This article explains the key concepts of Kubernetes that you’ll need to work with Managed Kubernetes. If you’re already familiar with Kubernetes, skip ahead to creating a cluster.
The complete Kubernetes documentation is available on the official website.
What is Kubernetes
Kubernetes (K8s) is a platform for automating the deployment, scaling, and management of containerized applications.
Instead of manually starting an application on a specific server, monitoring its status, and restarting it in case of failures, you describe the desired state (how many instances of the application should be running, how many resources to allocate, how to handle traffic), and Kubernetes maintains that state automatically.
Containers
A container is an isolated environment for running an application. The application itself is packaged into the container along with all its dependencies: libraries, configuration, and runtime environment. As a result, with Kubernetes containers, the application behaves identically regardless of where it is run, on a developer’s local machine or on a server in a cloud infrastructure.
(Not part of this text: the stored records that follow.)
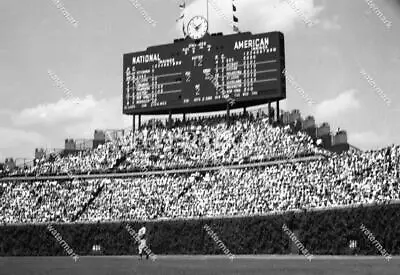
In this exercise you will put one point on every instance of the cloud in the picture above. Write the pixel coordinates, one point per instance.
(333, 24)
(75, 120)
(367, 140)
(255, 15)
(334, 107)
(19, 142)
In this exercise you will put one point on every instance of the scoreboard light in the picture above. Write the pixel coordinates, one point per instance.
(199, 75)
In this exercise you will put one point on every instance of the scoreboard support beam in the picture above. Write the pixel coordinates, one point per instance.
(270, 114)
(277, 112)
(170, 119)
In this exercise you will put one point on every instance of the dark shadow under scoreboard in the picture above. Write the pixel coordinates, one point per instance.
(203, 75)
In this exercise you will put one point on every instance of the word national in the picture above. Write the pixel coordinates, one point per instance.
(145, 58)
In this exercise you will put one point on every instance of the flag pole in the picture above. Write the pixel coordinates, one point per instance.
(208, 19)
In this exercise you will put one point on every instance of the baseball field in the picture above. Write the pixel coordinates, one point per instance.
(202, 265)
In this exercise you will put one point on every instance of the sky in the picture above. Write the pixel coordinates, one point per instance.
(61, 63)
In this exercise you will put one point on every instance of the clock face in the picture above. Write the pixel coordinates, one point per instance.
(197, 27)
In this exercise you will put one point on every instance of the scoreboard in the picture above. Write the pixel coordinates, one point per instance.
(204, 75)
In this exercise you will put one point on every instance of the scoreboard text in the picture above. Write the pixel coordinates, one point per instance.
(239, 68)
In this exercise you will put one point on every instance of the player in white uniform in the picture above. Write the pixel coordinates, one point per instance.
(142, 243)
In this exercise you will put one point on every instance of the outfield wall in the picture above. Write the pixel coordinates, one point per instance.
(321, 232)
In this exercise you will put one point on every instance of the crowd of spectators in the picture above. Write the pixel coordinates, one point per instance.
(192, 143)
(339, 180)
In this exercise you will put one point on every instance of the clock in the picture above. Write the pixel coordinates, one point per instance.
(197, 27)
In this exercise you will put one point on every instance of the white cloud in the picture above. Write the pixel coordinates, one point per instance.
(339, 105)
(255, 15)
(331, 24)
(367, 140)
(18, 143)
(76, 120)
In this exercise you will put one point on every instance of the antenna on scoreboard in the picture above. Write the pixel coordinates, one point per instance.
(208, 19)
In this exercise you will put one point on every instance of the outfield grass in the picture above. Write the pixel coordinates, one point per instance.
(202, 265)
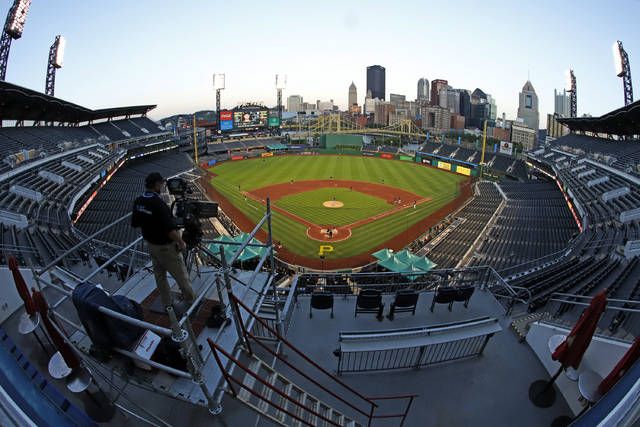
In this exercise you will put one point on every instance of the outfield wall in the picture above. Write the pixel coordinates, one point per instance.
(427, 159)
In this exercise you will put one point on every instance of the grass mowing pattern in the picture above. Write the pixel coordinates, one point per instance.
(357, 206)
(440, 186)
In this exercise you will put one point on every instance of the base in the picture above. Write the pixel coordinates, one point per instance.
(561, 421)
(78, 381)
(58, 368)
(542, 394)
(28, 323)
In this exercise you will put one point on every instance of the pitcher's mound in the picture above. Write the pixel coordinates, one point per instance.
(332, 204)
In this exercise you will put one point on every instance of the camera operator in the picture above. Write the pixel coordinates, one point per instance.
(160, 231)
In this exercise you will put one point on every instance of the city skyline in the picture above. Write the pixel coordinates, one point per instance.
(106, 66)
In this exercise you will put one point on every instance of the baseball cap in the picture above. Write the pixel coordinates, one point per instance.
(152, 178)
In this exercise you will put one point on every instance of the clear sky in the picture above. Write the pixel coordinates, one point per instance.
(126, 52)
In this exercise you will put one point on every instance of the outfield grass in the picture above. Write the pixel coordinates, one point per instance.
(357, 206)
(440, 186)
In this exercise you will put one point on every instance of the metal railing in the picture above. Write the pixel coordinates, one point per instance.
(262, 332)
(369, 351)
(620, 320)
(354, 397)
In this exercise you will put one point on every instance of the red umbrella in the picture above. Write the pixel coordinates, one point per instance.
(621, 368)
(58, 341)
(570, 352)
(21, 286)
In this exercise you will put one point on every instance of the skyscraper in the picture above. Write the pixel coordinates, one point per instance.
(528, 106)
(423, 90)
(561, 103)
(376, 81)
(353, 95)
(465, 103)
(436, 86)
(294, 103)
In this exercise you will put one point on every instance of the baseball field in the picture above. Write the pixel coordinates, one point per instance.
(350, 205)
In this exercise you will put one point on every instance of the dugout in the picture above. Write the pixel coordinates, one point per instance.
(340, 142)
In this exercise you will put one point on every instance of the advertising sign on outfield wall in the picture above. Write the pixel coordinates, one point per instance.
(506, 148)
(444, 165)
(463, 171)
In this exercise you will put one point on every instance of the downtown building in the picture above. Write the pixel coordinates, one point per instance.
(482, 107)
(353, 96)
(295, 104)
(376, 81)
(561, 103)
(435, 117)
(522, 134)
(436, 86)
(423, 95)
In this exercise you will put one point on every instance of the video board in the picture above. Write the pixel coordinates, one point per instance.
(250, 118)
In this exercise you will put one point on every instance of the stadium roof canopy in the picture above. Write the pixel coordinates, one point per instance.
(623, 121)
(19, 103)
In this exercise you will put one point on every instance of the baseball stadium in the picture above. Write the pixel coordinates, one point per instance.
(397, 263)
(341, 207)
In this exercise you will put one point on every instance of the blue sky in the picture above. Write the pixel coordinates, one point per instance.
(164, 52)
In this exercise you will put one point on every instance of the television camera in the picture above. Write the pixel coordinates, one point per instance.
(189, 211)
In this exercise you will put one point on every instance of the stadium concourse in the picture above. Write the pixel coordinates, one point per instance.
(559, 224)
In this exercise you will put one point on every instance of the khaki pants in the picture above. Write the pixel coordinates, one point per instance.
(169, 258)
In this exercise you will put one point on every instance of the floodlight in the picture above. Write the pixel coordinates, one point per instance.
(17, 17)
(218, 81)
(59, 44)
(617, 58)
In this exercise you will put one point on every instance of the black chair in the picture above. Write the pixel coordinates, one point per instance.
(321, 301)
(370, 301)
(444, 295)
(464, 294)
(406, 301)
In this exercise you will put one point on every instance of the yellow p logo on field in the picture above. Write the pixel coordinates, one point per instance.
(324, 249)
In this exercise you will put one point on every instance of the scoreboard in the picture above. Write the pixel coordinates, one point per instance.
(246, 118)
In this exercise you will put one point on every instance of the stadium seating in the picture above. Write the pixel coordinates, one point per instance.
(476, 214)
(116, 197)
(535, 222)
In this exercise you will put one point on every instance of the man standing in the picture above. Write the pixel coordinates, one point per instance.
(165, 243)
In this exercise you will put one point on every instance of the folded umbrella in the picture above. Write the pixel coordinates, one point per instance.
(571, 350)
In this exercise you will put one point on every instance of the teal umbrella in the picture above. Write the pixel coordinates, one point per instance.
(424, 263)
(406, 257)
(393, 264)
(411, 268)
(382, 254)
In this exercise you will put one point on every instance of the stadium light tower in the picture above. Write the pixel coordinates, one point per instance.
(623, 70)
(218, 85)
(56, 57)
(13, 27)
(281, 83)
(572, 89)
Containers are created from images. An image is a template used to run a container. The most common format is Docker images.
Cluster
A Kubernetes cluster is a set of servers (nodes) grouped together to jointly run containerized applications. A cluster consists of two types of components:
- Control plane (Master nodes) – components that manage the cluster’s state: they receive requests, distribute the load, and monitor the status of applications. The control plane Kubernetes is fully managed by the platform.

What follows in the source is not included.